La Via

La Via 26 marzo

VOLUTAMENTE ASSENTE     (Gv 11,1-45).

Il miracolo della resurrezione di Lazzaro lo conosciamo bene.

In questo cammino battesimale che è la Quaresima esso esprime il dono della vita nuova che il battesimo stesso comporta.

Per questo vorrei soffermarmi su un particolare di tutto il racconto e in qualche modo approfondire questo particolare perché sia esso a nutrire il nostro spirito oggi.

Lazzaro era malato ed era amico di Gesù.

Egli stava per morire e per tutta risposta Gesù non trovò di meglio che indugiare.

Si fermò infatti nel luogo dove già si trovava.

Che amico è uno che si tiene ai margini del tuo dolore?

È mai possibile che l’amicizia resti salda se si compie un gesto simile?
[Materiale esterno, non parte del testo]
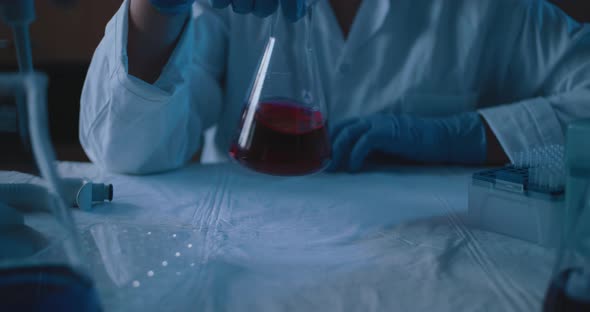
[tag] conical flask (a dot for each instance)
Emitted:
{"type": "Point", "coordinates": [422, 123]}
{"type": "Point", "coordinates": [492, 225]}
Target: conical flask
{"type": "Point", "coordinates": [283, 128]}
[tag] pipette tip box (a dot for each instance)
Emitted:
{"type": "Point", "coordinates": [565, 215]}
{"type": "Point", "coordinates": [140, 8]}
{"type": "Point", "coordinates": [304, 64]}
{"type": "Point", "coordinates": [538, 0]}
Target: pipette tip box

Non è uno sgarbo troppo grande questa distanza o peggio questa assenza totale nel momento del bisogno?

C’è quasi il sapore del tradimento dentro un gesto del genere; c’è l’amarezza di sentirsi abbandonati.

Marta rimprovererà apertamente Gesù di questo suo comportamento.

E anche i discepoli non capiranno il perché.

Gesù arriverà dopo, quando Lazzaro sarà già morto.

Piangerà su questa morte, ma non fece nulla per evitarla.

Arriverà in ritardo.

Quanta fatica si sperimenta nella vita di fronte al ritardo di Dio!

Ci turba, ci infastidisce, ci fa arrabbiare come se fosse il ritardo di noi esseri umani, sempre generato da superficialità e disorganizzazione.

Il ritardo di Dio però non è  così.

Non c’è un ritardo nell’amore; è un ritardo sul modo con cui noi vorremmo si manifestasse quell’amore.

È che noi vorremmo essere amati a modo nostro; vorremmo la salvezza così come la concepiamo noi.

Ma Dio si smarca da questa nostra aspettativa e da questa idea che ci siamo fatta di lui.

Egli dilata i nostri tempi ed è per questo che noi soffriamo: il problema infatti è come reggere a quella che giudichiamo un tempo dilatato. Di cosa lo riempiamo?

Di rabbia? Di delusione? Di distrazioni?

Un po’ di tutto questo.

Spesso però lo riempiamo di paure.

Ed è proprio questo che Gesù vuole affrontare.

A lui sta più a cuore la fede di Marta e Maria che la resurrezione di Lazzaro.

A nulla servirebbe infatti un morto tornato in vita se non siamo disposti a rompere con gli schemi di morte e disperazione.